After pulling out of the parking lot, she felt as if her breath had been sucked out of her and replaced with little needles, forcing her to breathe in tiny gasps. They are just things, she told herself as she blinked rapidly. Removing them did not mean she had erased him from her life. Dennis would have teased her she was being irrational. He frequently had reminded her that things are just things. When visiting children clad in capes demolished a couch by jumping on it, using it as a launching pad to outer space, Dennis defended them and Jack, quoting Thoreau’s admonishment that the objects we own in fact own us. “We are more than our possessions, sweet pea, far more. Let it go.” Odessa had been upset about the couch – she, after all, was the one responsible for replacing it and disposing of its parts. Even more than that, things had meaning for her; they carried history in them. Art was a thing – art mattered to her. She was more in sympathy with Rilke’s comment that the objects we collect describe us more accurately than any words we could use. Things tell our story. She and Dennis were so different in this. He could live happily in a pigsty. His environment was almost immaterial. She was the one who needed clean and orderly. She was the one who added art to the clinic to soften the antiseptic decor. He was always so careful to thank her for her efforts, but he appreciated the effort far more than the result.
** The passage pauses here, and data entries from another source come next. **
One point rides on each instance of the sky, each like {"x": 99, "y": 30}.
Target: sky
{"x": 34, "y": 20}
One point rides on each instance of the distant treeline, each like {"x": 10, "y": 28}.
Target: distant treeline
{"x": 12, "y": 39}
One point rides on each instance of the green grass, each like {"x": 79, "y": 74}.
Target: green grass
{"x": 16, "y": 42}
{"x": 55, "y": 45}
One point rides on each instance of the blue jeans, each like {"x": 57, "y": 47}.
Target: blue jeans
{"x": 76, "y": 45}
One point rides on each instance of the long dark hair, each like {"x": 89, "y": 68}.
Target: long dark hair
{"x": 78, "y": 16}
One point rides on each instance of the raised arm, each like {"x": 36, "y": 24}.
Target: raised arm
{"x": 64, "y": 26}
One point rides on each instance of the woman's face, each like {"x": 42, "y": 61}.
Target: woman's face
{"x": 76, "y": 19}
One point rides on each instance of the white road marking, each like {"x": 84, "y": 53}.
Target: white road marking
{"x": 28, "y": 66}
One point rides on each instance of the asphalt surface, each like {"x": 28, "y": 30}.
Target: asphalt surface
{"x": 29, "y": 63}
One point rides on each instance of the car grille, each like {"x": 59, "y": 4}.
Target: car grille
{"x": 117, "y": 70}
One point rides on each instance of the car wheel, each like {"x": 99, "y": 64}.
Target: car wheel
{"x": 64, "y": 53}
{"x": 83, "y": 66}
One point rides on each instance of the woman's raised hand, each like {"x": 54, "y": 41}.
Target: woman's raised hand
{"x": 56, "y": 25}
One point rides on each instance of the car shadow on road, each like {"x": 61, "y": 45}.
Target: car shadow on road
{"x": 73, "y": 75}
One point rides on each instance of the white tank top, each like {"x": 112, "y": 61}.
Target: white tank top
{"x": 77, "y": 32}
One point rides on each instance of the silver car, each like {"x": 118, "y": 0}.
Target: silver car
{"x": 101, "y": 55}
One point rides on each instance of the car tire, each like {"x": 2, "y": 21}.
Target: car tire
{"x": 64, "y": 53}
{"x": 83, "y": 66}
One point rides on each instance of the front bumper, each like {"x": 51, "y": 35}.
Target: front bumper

He had asked her to give these clothes away and she followed his wishes. She just should have given herself a little bit longer before letting them go. She should have waited until they lost the lingering smell of his aftershave.
To forestall another round of crying, she decided to swing by the gallery and surround herself in the meaning of things. What did people do who did not have art? She was surprised that the gallery smelled so stale inside, as if the artwork had soured in solitude. She had to step over a pile of mail to get into the room and spent the better part of the morning just sorting it. Busy hands may not be happy hands, but she went three hours without crying. The more she focused on work, the less overwhelming her need to cry. It felt disloyal, though, finding pleasure in organizing the office, jumping back into her life exactly where she had left it when the diagnosis came in. Everything in her life had changed and the gallery should somehow reflect that. She decided to keep the gallery closed until the fall, to take the time to look at new work, to rethink.
Her closure last winter had presaged an avalanche of closures. It was like the economy had up and died, and everyone went into deep mourning. Even as the news media kept heralding a recovery, the economy sank further. Sales simply vanished. Any gallerist without deep pockets or cheap rent folded. Her husband’s stock portfolio had gone down the toilet along with everybody else’s, so she had to be frugal to continue. Fortunately, they had purchased the building which housed her gallery when they first moved to LA for a pittance by today’s standards, even with newly deflated prices. It and the house were long paid for and the spaces in the back of the building generated more than enough in rent to cover the taxes for both places. The roof was new and the plumbing and wiring were fairly decent. She would weather this just fine if it didn’t go on too long.